LIF-Pöschl: "Ohne Einsetzung eines mit klaren Kompetenzen ausgestatteten Regionalmanagers droht Wien der verkehrspolitische Infarkt!"

Wien (OTS): "Täglich strömen 200.000 Pendler aus Niederösterreich und dem Burgenland nach Wien, allein im Süden Wiens sind noch Bauflächen für 170.000 Menschen gewidmet.
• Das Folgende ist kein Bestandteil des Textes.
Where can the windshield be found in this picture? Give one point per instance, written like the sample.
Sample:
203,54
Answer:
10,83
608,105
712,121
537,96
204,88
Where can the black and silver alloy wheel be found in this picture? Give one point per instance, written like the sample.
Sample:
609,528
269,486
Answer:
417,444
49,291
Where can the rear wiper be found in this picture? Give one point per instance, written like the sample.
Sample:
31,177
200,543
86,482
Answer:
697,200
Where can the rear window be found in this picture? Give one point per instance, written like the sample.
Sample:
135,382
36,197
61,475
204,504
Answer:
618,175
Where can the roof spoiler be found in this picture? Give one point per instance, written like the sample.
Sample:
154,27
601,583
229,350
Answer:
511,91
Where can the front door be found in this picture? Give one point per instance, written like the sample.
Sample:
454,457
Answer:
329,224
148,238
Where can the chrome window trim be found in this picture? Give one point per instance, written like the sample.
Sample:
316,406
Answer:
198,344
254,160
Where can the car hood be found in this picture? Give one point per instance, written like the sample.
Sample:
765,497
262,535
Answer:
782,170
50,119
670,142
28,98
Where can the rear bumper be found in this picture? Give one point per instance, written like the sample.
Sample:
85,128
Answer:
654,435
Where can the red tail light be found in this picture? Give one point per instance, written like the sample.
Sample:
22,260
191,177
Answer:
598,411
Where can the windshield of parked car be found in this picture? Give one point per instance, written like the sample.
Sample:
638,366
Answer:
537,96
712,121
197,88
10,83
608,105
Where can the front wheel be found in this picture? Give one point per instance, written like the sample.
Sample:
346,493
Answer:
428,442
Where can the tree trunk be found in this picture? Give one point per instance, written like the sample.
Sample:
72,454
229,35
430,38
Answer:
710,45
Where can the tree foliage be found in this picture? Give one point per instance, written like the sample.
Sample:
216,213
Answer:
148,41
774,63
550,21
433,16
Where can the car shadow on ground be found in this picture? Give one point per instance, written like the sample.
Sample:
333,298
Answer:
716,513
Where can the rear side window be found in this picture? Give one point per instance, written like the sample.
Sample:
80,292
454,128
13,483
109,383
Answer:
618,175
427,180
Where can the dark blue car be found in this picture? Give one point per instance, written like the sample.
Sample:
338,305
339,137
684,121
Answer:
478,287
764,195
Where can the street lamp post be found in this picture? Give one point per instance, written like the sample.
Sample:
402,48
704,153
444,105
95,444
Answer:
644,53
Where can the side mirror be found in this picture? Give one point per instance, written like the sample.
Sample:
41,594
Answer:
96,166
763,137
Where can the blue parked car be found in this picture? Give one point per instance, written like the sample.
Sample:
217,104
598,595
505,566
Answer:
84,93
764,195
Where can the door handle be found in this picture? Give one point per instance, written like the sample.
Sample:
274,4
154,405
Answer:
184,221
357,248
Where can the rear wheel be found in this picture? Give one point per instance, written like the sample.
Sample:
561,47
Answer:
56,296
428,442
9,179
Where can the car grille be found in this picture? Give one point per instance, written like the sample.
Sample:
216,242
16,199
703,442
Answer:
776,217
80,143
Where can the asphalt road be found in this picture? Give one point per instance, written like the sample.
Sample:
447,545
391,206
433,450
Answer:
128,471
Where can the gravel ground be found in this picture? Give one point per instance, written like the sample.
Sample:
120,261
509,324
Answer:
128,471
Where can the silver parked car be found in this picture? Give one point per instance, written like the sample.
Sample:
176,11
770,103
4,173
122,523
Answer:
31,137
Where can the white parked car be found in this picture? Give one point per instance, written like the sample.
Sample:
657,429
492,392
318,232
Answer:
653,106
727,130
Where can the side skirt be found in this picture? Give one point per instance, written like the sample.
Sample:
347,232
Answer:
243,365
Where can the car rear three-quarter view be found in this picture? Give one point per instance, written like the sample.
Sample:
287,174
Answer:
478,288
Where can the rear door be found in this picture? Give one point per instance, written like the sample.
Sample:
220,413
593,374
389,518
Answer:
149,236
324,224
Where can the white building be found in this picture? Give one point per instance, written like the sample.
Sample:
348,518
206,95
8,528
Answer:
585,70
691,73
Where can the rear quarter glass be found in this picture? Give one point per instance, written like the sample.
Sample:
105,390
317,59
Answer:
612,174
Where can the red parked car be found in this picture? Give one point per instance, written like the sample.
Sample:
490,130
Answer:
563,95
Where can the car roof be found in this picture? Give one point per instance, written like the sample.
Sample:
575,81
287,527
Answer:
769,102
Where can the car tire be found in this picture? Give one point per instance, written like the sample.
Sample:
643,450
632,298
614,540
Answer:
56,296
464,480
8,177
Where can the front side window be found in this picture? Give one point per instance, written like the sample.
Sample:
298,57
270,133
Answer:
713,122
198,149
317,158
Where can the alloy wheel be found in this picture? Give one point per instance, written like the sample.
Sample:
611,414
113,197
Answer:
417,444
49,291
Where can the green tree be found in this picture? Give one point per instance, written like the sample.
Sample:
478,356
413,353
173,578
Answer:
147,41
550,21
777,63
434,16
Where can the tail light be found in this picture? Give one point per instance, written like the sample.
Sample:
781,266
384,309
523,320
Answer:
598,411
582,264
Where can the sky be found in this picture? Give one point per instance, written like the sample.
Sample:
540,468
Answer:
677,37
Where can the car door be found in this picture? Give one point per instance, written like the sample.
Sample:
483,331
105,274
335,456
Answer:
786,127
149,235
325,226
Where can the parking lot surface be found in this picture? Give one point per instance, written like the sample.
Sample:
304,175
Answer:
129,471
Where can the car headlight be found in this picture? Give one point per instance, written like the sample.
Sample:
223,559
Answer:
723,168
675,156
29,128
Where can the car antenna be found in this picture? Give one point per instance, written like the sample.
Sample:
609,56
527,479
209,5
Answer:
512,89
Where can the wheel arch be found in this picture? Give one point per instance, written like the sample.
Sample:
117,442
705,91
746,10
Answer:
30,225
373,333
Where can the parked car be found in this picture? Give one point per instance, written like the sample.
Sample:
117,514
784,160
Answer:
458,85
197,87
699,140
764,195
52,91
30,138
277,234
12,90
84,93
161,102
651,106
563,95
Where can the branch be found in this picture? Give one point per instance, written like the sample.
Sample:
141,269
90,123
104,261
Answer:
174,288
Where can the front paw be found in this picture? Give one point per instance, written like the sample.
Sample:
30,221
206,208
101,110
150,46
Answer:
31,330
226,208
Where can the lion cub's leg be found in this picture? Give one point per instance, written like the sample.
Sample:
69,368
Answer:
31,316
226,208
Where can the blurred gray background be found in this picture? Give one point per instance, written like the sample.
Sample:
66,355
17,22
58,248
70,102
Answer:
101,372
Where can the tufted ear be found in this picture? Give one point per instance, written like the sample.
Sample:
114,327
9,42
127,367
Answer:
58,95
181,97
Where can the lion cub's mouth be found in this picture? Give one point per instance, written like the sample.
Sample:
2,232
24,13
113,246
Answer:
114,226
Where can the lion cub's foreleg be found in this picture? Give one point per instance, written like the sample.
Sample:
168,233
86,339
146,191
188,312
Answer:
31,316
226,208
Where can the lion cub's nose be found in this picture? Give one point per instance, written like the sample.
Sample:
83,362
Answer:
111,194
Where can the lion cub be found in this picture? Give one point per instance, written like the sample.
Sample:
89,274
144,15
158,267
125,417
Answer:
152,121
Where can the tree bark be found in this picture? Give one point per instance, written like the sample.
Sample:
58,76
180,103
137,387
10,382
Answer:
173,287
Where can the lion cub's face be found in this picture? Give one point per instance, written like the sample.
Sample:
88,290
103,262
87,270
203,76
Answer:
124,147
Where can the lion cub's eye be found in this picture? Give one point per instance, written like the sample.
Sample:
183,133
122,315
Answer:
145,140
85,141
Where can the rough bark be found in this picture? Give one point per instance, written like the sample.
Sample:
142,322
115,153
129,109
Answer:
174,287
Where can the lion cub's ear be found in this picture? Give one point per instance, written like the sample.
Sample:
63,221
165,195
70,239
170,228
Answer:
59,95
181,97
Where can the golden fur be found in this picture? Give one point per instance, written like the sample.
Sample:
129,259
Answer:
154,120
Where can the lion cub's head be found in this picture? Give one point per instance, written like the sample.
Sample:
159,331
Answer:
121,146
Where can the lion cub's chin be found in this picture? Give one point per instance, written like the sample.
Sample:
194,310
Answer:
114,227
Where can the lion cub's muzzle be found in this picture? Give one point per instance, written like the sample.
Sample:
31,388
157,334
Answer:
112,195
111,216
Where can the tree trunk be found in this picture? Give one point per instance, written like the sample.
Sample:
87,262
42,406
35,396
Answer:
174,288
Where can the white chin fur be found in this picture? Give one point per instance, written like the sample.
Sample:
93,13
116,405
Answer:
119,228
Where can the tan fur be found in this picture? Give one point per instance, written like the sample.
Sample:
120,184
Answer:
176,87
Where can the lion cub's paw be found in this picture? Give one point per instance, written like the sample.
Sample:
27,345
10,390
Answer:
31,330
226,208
Diese Zahlen belegen, daß dringender Bedarf an einer gemeinsamen zusammenschauenden siedlungs-und verkehrspolitischen Planung aller betroffenen Bundesländer besteht", reagierte heute der liberale Verkehrssprecher, Hanno Pöschl, auf die Pressekonferenz von Planungsstadtrat Görg zur "Region Wien".

Während der verkehrs- und siedlungspolitische Druck auf das Wiener Umland ständig wachse, sei es der Wiener Stadtregierung bis dato aber noch nicht gelungen, eine zufriedenstellende gemeinsame Planungsstelle zu etablieren. "Trotz jahrelanger Ankündigungspolitik besitzt die Planungsgemeinschaft Ost (PGO) nach wie vor nur beratende Funktionen und ist ein zahnloser Papiertiger geblieben", kritisierte Pöschl. Und auch die heutige Präsentation des Konzeptes "Region Wien", an der pikanterweise keine Vertreter Niederösterreichs und des Burgenlandes teilgenommen haben, lasse wenig Hoffnung, daß sich an der tristen Lage in naher Zukunft etwas änderen werde.

"Aus Sicht des liberalen Forums ist es nötig, einen mit klaren Kompetenzen ausgestatteten Regionalmanager zu etablieren", forderte der liberale Gemeinderat. Als Vorbild für diese Institution könnte die Wiener Umweltanwaltschaft fungieren. "Der Regionalmanager muß, so wie die Umweltanwaltschaft in ökologischen Fragen, bei raum- und verkehrsrelevanten Entscheidungen ein Stellungnahmerecht besitzen. "Dieses Stellungnahmerecht muß sich zumindest auf die Errichtung von Einkaufszentren, Betriebsansiedlungen und die Verkehrs- und Grünraumplanung erstrecken", so Pöschl.

Entscheidend sei auch die Frage, ob die Region Wien im Zuge der EU-Osterweiterung Knotenpunkt der Transeuropäischen Netze werde und damit massive wirtschaftliche Vorteile lukrieren könne. "Gelingt es der Ostregion unter Einschluß der angrenzenden osteuropäischen Staaten nicht, ein gemeinsames Verkehrskonzept zu entwickeln, werden die europäischen Verkehrsnetze mit großer Sicherheit an Wien vorbeiführen", so Pöschl abschließend.